This project is a replication and modification of experiments from the paper "Black Box Adversarial Prompting for Foundation Models". It focuses on exploring adversarial prompting in foundation models using Google Colab for its GPU capabilities, as the experiments require significant computational resources.
- Create a Huggingface account for access tokens here.
- Obtain a W&B access token.
Use Google Colab to leverage GPU support for running experiments. Check if GPU is available with:
import torch
# Check if GPU is available
if torch.cuda.is_available():
gpu_name = torch.cuda.get_device_name(0)
print(f"GPU: {gpu_name}")
else:
print("CPU is being used.")
Install required dependencies:
!pip install transformers torch nltk pandas wandb gpytorch botorch diffusers torchvision
Run the following commands for text-to-text generation with smaller models that are suitable for lower RAM systems:
!time python3 run_text_exp.py --loss_type perplexity --seed 0 --language_model facebook/opt-350m --embedding_model tinybert --seed_text "Explain list comprehension in Python."

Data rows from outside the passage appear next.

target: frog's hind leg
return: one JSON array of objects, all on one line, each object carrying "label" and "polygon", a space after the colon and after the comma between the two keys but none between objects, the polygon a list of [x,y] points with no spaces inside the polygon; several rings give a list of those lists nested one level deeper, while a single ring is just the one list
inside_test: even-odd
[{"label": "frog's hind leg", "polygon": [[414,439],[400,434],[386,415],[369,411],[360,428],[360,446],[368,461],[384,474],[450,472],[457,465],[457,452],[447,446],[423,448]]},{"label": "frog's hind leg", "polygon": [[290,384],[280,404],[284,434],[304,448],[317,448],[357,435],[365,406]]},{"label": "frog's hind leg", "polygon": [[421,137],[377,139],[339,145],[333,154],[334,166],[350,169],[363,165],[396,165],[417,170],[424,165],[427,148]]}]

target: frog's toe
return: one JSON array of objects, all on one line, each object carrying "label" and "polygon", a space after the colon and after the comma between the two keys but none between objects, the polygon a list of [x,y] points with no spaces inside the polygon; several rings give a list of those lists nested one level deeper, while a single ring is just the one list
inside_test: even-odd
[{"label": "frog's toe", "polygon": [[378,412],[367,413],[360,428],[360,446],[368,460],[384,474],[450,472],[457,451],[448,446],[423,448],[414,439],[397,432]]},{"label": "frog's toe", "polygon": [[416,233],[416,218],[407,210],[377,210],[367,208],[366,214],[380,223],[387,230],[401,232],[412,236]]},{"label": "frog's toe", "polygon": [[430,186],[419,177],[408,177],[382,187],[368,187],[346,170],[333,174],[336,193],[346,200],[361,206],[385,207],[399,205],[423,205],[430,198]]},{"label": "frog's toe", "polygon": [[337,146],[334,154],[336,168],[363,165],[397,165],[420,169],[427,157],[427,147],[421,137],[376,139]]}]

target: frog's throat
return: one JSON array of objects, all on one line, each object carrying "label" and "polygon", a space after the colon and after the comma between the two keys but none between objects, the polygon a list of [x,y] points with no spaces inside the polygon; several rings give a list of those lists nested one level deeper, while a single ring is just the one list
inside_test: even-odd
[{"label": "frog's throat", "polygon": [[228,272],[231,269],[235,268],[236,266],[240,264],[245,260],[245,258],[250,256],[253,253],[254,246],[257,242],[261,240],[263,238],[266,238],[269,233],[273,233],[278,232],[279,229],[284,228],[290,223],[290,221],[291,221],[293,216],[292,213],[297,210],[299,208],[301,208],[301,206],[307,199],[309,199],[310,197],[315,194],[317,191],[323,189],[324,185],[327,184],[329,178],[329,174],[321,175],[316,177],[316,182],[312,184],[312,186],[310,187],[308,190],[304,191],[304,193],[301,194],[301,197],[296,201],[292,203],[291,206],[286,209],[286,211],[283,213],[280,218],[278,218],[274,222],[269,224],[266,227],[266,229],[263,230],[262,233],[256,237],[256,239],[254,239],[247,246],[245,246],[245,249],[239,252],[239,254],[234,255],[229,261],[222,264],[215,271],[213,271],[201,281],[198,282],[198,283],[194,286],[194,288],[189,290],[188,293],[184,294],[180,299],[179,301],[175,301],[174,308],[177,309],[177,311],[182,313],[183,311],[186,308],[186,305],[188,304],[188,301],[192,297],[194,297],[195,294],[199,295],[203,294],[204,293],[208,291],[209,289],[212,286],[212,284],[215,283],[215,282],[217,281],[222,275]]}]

!time python3 run_text_exp.py --loss_type perplexity --seed 0 --language_model facebook/opt-125m --embedding_model tinybert --seed_text "Explain list comprehension in Python."
To run the adversarial prompt: It is related on the output observed from the previous command
!time python3 run_text_exp.py --loss_type perplexity --seed 0 --language_model facebook/opt-350m --embedding_model tinybert --seed_text "usc consumer hen finals Explain list comprehension in Python."
For text-to-image generation, adjust the query size based on PC requirements. The optimal class (e.g., 'bus') can be changed based on specific needs or as mentioned in the paper:
!time python3 image_optimization.py --optimal_class bus --max_allowed_calls_without_progress 1000 --max_n_calls 5000 --seed 0
!time python3 image_optimization.py --optimal_class bus --max_allowed_calls_without_progress 1000 --max_n_calls 5000 --seed 0 --exclude_high_similarity_tokens True
!time python3 image_optimization.py --optimal_class bus --max_allowed_calls_without_progress 3000 --max_n_calls 10000 --seed 0 --exclude_high_similarity_tokens True --prepend_task True --prepend_task_version 1
To use the Square Attack optimization method, add --square_attack True
to the command.
Remove PerplexityWithSeedLoss
from run_text_exp.py
. Replace .cuda()
with .cpu()
in various files for non-NVIDIA GPUs.
! wandb disabled
Methodology alterations may lead to different results from the original paper. This README provides a guide for replicating experiments under specific technical constraints and computational resources.